Mallaby: Do What's Expedient Not What's Right
The Wisdom Of RetreatSo Mr. Mallaby advocates for the spineless approach. By golly, we'll just show them our backsides and the Hizbollah problem will take care of itself. Unfortunately Mr. Mallaby, the world doesn't work that way. It is precisely because the Bush administration is shying away from attacking Damascus and Tehran that those two nations feel free to engage in "terrorist adventurism" the way they do.
Three Lessons From Its Own Record Should Guide the U.S. on Lebanon
By Sebastian Mallaby
Monday, July 31, 2006; Page A15
Even before the death toll spiked yesterday, the Bush administration's diplomacy on Lebanon looked like a long shot. The goal, as laid out by administration officials, is to secure a cease-fire that removes the threat that Hezbollah poses to Israel. But Hezbollah's central function is to threaten Israel; that is the purpose for which Iran and Syria sustain it. Hezbollah is unlikely to renounce its reason for existence in the course of a negotiation. And the promised international peacekeepers will be hard-pressed to contain a militia that has proved capable of resisting Israel.

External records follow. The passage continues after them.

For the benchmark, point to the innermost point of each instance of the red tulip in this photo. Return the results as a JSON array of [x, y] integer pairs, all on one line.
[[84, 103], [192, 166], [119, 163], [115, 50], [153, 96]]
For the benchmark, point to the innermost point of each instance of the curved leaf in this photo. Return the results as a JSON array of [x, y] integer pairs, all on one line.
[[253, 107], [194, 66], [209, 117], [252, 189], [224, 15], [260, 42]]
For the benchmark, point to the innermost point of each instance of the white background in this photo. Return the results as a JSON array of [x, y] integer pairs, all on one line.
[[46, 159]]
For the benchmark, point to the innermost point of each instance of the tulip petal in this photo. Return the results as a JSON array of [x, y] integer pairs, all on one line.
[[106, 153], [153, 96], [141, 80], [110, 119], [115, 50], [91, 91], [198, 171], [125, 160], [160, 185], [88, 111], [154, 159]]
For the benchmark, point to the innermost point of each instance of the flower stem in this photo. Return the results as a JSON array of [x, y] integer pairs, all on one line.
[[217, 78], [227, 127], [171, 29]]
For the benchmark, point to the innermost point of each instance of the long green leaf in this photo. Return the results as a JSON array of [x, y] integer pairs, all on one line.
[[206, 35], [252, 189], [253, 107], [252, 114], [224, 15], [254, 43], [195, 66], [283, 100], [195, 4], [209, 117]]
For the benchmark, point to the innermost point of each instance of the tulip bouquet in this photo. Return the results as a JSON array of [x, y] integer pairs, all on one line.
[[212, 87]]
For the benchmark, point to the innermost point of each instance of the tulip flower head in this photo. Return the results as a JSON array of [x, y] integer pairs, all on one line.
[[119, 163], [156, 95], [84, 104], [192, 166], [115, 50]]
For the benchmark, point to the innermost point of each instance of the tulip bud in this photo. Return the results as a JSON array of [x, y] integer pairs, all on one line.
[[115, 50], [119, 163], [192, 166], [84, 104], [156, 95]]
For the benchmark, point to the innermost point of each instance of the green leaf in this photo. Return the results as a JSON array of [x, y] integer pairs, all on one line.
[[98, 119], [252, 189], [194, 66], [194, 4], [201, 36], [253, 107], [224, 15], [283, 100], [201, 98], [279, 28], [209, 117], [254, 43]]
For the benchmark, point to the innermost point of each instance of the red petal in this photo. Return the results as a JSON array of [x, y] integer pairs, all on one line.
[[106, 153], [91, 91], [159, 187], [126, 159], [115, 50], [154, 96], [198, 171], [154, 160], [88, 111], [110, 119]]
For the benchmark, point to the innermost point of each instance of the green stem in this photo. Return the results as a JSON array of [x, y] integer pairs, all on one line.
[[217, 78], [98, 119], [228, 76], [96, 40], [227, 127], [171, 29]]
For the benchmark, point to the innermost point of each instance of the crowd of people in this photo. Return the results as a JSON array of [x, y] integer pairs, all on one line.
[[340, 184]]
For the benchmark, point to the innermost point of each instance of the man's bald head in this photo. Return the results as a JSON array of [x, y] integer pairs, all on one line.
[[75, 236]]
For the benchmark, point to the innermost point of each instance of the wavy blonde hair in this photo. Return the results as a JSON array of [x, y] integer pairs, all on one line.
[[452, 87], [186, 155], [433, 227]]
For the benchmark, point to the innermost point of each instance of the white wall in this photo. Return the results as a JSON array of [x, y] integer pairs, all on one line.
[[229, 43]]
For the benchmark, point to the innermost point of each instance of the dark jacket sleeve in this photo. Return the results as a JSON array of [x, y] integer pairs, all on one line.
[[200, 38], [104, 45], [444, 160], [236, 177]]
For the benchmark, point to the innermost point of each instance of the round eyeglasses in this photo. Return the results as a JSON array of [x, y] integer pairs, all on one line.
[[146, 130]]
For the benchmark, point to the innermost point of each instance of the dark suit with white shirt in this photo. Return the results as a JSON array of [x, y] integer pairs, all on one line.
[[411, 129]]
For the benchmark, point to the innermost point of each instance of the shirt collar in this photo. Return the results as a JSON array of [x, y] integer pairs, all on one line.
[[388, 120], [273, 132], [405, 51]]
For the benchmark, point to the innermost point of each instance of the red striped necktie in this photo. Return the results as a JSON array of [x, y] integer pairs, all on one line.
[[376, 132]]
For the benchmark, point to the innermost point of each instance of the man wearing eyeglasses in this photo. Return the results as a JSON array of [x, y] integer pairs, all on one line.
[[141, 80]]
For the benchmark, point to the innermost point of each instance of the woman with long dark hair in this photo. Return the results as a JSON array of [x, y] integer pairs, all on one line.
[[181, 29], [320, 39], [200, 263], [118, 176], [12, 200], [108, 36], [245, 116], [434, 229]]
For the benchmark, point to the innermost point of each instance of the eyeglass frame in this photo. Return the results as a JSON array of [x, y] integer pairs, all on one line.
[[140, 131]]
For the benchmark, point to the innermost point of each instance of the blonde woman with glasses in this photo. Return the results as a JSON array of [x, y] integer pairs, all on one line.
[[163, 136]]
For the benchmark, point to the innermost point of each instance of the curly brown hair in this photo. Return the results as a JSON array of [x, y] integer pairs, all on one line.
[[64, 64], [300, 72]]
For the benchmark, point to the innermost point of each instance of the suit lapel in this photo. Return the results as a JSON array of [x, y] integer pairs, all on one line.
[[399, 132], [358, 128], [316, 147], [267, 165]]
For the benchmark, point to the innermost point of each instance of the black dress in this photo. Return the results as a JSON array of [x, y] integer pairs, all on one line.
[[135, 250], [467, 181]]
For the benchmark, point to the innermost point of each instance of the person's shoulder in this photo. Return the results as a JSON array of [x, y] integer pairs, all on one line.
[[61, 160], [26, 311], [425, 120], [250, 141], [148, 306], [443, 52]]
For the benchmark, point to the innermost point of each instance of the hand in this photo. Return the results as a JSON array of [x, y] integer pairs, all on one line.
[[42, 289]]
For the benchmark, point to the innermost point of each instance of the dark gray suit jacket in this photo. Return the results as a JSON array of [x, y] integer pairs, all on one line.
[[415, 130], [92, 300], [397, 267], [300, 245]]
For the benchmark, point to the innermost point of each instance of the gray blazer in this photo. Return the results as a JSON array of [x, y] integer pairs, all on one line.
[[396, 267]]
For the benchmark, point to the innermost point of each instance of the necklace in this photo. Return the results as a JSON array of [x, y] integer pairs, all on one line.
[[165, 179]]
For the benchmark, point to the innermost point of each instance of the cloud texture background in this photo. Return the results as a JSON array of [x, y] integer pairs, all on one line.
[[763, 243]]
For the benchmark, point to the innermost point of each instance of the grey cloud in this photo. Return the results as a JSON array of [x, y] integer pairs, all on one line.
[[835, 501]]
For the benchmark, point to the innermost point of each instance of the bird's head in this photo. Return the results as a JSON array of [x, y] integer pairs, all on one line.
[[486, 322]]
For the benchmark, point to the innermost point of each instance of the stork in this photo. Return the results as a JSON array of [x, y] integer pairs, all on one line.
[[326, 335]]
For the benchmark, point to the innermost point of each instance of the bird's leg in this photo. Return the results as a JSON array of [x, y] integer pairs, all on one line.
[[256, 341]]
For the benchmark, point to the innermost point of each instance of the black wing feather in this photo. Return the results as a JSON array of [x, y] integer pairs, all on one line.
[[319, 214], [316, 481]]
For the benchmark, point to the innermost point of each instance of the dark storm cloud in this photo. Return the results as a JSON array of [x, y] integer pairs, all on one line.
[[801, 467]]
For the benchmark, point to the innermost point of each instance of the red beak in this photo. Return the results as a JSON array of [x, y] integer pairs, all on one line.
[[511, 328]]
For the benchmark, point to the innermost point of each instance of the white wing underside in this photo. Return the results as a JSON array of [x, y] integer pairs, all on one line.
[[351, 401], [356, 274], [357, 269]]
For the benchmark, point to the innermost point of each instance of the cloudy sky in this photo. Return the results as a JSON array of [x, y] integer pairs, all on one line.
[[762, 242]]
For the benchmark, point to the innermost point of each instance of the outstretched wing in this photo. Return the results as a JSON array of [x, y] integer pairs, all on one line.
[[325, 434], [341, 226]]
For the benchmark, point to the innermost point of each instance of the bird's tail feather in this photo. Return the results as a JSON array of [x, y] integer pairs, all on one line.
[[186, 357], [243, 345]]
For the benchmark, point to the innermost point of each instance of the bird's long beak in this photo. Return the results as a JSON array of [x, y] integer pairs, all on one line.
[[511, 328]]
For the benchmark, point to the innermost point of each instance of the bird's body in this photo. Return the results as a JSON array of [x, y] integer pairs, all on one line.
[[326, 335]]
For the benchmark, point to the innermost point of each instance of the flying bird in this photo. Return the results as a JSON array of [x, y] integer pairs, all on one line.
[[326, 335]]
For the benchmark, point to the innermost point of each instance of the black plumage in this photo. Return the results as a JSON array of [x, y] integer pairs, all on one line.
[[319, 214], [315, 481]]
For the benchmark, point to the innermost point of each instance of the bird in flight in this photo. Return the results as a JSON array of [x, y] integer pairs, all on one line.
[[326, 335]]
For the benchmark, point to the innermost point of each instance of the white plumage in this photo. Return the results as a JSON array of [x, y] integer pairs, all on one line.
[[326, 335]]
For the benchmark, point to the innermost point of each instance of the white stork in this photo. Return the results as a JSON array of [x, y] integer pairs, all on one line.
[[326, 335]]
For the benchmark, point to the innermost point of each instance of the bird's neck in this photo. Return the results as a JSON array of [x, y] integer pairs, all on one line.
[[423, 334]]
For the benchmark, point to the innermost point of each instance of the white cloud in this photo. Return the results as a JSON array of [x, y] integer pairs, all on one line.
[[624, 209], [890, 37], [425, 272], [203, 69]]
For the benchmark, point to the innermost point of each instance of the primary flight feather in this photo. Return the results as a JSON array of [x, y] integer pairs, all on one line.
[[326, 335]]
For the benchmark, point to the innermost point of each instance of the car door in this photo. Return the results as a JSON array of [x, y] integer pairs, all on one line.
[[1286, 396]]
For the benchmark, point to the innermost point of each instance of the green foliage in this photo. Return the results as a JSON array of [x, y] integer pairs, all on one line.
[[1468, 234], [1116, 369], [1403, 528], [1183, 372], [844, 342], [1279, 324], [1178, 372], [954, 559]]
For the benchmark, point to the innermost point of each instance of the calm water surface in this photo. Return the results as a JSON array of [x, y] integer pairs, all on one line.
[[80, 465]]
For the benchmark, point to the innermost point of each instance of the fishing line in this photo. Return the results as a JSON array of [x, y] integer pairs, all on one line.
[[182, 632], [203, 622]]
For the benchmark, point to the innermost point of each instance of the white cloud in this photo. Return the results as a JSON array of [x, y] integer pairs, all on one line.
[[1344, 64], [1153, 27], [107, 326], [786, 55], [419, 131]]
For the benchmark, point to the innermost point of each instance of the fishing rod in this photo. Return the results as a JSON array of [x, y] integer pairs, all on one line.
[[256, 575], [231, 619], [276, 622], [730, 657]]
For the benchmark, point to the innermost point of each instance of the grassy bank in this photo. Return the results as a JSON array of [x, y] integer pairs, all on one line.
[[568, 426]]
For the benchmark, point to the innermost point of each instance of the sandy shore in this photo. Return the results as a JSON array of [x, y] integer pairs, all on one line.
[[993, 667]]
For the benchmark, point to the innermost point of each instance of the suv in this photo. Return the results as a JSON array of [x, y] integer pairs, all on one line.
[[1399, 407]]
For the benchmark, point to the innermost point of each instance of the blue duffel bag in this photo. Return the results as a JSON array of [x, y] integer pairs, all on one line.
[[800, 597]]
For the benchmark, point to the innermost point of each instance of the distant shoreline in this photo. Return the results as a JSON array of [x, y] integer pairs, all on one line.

If its diplomacy fails, the Bush administration will have to face the dilemma that it's now avoiding: whether to support an indefinite cease-fire that goes beyond the 48-hour suspension of airstrikes announced yesterday but does not neutralize Hezbollah. To support such an outcome would be to retreat publicly. It would boost the prestige of extremists in the Middle East and encourage Iran to defy the West over its nuclear program. Yet refusing to support an imperfect cease-fire would be a greater error, for it would involve disregarding three lessons that emerge from the administration's own record.
The first lesson is that allies do matter, and so does the global public opinion that creates, or fails to create, a political climate in which governments feel able to work with the United States. The Bush administration has at times skated past this truth, correctly believing that doing the right thing can matter more than doing the popular thing. But it has learned, slowly and painfully, that doing right gets to be impossible if your unpopularity becomes toxic. To address any major foreign policy challenge, from Iran to North Korea to Darfur, you need international backing.
In supporting the bombardment of Lebanon, the administration appears to be forgetting this lesson. It has embraced a military operation that puts pictures of bloodied civilians on the world's TV screens, harming the United States' image and disrupting vital U.S. policies. American allies in the region, such as Saudi Arabia, Egypt and Jordan, which fear Shiite militancy, have switched from criticizing Hezbollah to criticizing the U.S.-backed retaliation. American enemies are seizing the opportunity for a propaganda victory. Al-Qaeda has rushed out a new video, complete with a fresh, studio-quality backdrop. China has hinted that U.S. blocking of an anti-Israel resolution last week at the United Nations would justify Chinese resistance to U.N. action against Iran's nuclear program.
If the people of Syria and Iran were forced to pay the price of their governments actions in supplying Hizbollah with anti-personnel rockets and missiles, then perhaps Basher al-Assad and Mahmoud Ahmadinejad would cease their unsocial behavior. It sure worked when Reagan did it to Muammar Gaddafi.
Bullies only respect strength. As far as I can tell, there has never been an exception to that truth. I have never heard of or seen a bully nation backdown as the result of their victim being really really nice to them. Never!
Perhaps it is time to play Gaddafi Duck with Bashar al-Assad. He has proven himself to be a coward at heart. It probably wouldn't take much to cow him. Mahmoud on the other hand is a psycho and therefore probably needs to be eliminated completely.
As to our so-called allies, as William Penn once said:
"Right is right, even if everyone even if everyone is against it; and wrong is wrong, even if everyone is for it."
Personally, I would rather do right though it might cost me dearly than wrong if it was free.
Why are Liberals such cowards?
You got my permission Mr. President.